A great many Americans are angry about the taxes. There are endless calls to reduce them, almost always a good idea. But why settle for half-measures. Why not just do away with taxes altogether?
The simple fact is that everything the government now does can be abolished, done better by private enterprises, or funded by foreign countries that still retain their own tax systems. A quick catalog of current U.S. government activities illustrates this clearly.
Take education. As public schools deteriorate, an increasing number of parents are sending their children to private academies.
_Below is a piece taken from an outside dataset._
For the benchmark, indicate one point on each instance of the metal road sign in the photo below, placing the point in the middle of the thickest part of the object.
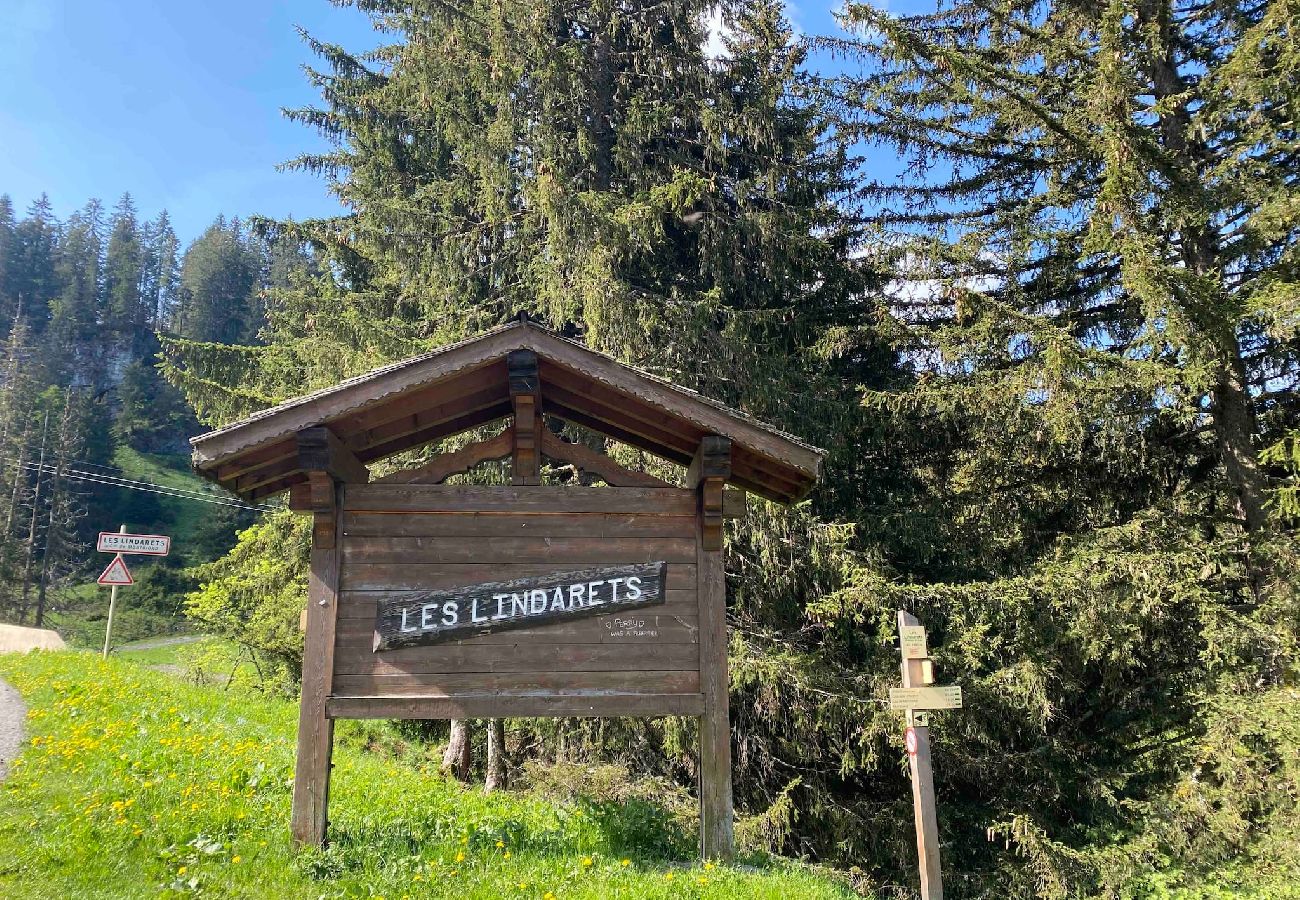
(943, 697)
(911, 639)
(117, 572)
(147, 545)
Though government vouchers help offset costs for some of these people, it would make far more sense not only to privatize education completely, but give parents total choice over their children’s education—including the option to forsake paying for it altogether if a kid doesn’t seem worth the expense, which frankly, is often the case.
Elder care has become so much a government responsibility over the years that most people have forgotten who used to do the job and who should be doing it again—an old person’s own children. In an economy where scads of college grads are today coming home to live with their folks, it’s simple equity for these same parents to come and live with these same children down the road. A mere 1.8 taxpaying strangers will soon be supporting every Social Security recipient. Why not have two related parties do the same job and get the old geezers off the public dole in the process? Think family values here.
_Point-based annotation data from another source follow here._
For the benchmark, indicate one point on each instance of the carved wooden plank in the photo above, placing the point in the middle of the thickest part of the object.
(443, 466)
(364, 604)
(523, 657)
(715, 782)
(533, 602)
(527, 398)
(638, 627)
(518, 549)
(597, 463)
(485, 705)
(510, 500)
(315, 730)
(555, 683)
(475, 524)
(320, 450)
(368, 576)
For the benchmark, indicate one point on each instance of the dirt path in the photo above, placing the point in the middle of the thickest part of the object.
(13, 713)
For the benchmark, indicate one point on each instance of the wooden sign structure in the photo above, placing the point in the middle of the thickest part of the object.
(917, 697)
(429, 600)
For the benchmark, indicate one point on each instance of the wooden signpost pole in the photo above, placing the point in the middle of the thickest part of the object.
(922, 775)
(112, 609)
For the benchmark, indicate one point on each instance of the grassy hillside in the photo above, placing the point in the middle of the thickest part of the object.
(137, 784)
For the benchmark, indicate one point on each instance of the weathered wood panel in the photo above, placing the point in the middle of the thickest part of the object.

Tax paid health care is another area where our society has gone off the rails. Just look at the fuss recently passed health care reform kicked up. Churches used to provide this care much more cheaply because of low labor costs and a healthy emphasis on preparing the sickly for heaven, rather than keeping them in this expensive vale of tears. Heck, we’re all going to croak one day anyway. So why should healthy taxpayers continue to put off the inevitable for the weak and unproductive?
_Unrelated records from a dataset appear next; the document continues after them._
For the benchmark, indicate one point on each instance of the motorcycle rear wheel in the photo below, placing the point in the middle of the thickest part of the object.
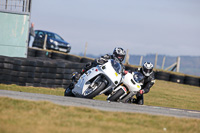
(68, 92)
(116, 95)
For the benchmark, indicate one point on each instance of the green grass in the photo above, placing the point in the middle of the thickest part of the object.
(165, 94)
(20, 116)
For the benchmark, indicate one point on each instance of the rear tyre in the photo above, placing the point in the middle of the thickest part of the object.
(116, 96)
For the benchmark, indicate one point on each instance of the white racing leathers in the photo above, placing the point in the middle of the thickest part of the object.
(130, 86)
(98, 80)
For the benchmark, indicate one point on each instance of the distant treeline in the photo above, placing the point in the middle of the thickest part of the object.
(188, 64)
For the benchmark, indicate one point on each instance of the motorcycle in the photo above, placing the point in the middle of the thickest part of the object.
(130, 86)
(97, 80)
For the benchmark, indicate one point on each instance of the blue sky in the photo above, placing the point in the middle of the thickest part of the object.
(168, 27)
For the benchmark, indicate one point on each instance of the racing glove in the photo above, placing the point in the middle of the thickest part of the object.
(141, 91)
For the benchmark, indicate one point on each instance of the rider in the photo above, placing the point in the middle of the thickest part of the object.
(149, 80)
(118, 55)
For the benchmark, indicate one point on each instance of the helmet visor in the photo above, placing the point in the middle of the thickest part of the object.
(148, 71)
(120, 57)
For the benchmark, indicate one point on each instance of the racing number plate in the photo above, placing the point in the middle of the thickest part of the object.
(116, 74)
(63, 50)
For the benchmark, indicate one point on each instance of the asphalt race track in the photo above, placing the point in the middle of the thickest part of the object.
(102, 105)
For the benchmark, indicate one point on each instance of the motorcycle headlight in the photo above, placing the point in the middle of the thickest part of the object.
(55, 42)
(51, 40)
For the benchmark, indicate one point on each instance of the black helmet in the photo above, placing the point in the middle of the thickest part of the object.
(147, 68)
(119, 53)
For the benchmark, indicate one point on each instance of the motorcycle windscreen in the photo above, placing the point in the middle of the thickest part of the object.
(117, 66)
(113, 71)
All levels of government have been on an infrastructure privatizing binge for decades. It’s time to go all the way. There isn’t a public highway or street in America that wouldn’t be better maintained if we had toll booths on every highway exit and street corner. Vehicle repair savings alone would make such tolling popular.
‘But what about the military,’ you say? Surely it must be paid for with taxes. ‘No, sir,’ I reply. Again, let history be our guide. Until relatively recently most armies were self-funded, paying their way by working as mercenaries or with out-and-out plunder. We pursued the former route during the first Gulf War, when the Saudis and Kuwaitis came up with the cash to close the deal. In the future we should make it clear upfront that if we can’t make a buck invading a country, we won’t do it. A tax-free society owes that kind of honesty to its neighbors.
One other cavil might be raised against pursuing the goal of total tax abolition—servicing the national debt. How can we do this without taxing?
The answer is that we’re already mostly doing it without tax money. If you look beyond all the convoluted, hypocritical, deliberately deceptive bookkeeping canards the government employs to hide the truth about its finances, you’ll see that we’ve long been paying most interest and principal on government debt with freshly minted money or new loans from Chinese lenders. Why not finally be honest and stop kicking this impossibly large and inherently unsustainable debt load down the road, admit it will never be paid off and just cancel it? We could call this ‘The Jubilee Initiative’, say God told us to do it, and label critics of the move atheists. In a country where a majority of people believe in angels, this approach can’t miss.
Oliver Wendell Holmes once said that taxes are the price we pay for civilization. But who’s kidding who? Contemporary America? Civilization? Please. Any fair-minded person can see that the taxes we’re paying to underwrite this burger and Buffy civilization are way out of line with the value received in return.
The more you look, the more obvious it becomes that taxes are not a necessary evil. They are just evil. We can do better. You want real change? THIS is real change.